Closed agusmakmun closed 2 months ago
This is a postgresql configuration issue and not related to this project.
max_connections
But the problem is, this case is not happening in Django 3.2, and only appear after migrated to Django 4.
Any different between the versions? I check at the CONN_MAX_AGE
using the same 60s value.
If that is the problem, why don't you report it as such?
show max_connections ;
query to find out. I'm using the django channels for websocket connection, and upgrading to these pacakges.
django==4.2.11 # pyup: < 5.0 # https://www.djangoproject.com/
# Django Async
channels==4.1.0 # https://github.com/django/channels/
channels-redis==4.2.0 # https://github.com/django/channels_redis/
# asgi_redis (async to sync)
asgiref==3.8.1 # https://github.com/django/asgiref/
For max_connections
is 100 as default from Postgres 12.
Did you use async before Django 4?
I'm only using async in the websocket things, and celery tasks to cleanup the sandbox machines.
max_connections
isn't related to your project, so do you use your database for more projects? Increasing max_connections to 400 would be a simple solution
nope, I'm using a single application but setup using k8s.
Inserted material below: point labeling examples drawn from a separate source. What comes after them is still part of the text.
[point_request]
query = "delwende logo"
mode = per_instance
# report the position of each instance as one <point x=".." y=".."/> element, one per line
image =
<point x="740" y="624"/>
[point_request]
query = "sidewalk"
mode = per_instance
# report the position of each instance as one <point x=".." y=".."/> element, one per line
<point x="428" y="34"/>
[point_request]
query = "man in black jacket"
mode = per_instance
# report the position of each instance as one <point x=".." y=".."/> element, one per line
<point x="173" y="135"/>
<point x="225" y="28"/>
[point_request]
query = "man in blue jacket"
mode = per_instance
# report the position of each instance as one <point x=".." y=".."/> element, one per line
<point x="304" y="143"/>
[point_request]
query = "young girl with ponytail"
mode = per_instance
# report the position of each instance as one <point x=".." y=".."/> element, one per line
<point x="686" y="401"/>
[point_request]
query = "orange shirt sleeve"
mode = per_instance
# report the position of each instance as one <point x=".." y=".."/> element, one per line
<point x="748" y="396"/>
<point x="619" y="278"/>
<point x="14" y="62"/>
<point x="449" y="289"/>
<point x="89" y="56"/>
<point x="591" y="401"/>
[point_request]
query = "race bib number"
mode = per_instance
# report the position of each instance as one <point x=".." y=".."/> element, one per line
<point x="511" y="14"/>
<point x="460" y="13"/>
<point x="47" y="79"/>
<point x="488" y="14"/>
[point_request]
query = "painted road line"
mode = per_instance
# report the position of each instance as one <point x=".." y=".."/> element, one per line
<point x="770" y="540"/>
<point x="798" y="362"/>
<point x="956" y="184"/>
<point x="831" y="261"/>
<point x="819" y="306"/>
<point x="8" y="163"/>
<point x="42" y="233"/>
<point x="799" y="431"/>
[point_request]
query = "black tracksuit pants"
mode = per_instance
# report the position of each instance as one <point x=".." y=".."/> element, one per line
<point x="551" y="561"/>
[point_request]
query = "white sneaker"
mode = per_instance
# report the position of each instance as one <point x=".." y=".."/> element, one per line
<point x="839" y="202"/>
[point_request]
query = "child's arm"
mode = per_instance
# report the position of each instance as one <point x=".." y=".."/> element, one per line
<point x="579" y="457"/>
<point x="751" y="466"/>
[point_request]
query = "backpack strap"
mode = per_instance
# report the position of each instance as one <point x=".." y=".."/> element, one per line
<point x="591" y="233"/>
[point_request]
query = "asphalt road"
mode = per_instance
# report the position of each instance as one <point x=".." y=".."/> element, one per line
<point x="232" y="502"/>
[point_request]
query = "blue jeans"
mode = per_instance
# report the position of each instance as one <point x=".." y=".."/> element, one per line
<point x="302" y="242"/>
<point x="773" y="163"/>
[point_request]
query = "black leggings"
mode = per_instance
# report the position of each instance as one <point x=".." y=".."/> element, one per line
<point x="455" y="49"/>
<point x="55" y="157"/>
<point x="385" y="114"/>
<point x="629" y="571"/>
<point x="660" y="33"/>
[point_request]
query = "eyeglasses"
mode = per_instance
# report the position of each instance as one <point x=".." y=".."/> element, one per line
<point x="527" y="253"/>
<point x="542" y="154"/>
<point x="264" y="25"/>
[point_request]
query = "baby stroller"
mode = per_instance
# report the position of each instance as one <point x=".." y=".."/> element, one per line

12 workers as I manually config in compose/production/django/start
exec /usr/local/bin/gunicorn config.asgi --bind 0.0.0.0:5000 --chdir=/app -k uvicorn.workers.UvicornWorker --workers=${UVICORN_TOTAL_OF_WORKERS:=12}
I'm not sure of it, but we're using single pod of celeryworker.
kubectl --kubeconfig=.vscode/development/kubeconfig get pods
NAME READY STATUS RESTARTS AGE
celerybeat-7dccfd8965-mbjt9 2/2 Running 0 4h31m
celeryworker-fc7d59c8c-9bgcv 2/2 Running 0 4h31m
django-5d54d9ddbf-dmpk6 2/2 Running 0 4h31m
flower-78c4b8f74f-8h8hx 2/2 Running 0 4h31m
next-849ff6c88b-95tgn 1/1 Running 0 4h31m
websocket-768b6cd964-gj9j4 2/2 Running 0 4h31m
Yup, we're using uvicorn workers as in above.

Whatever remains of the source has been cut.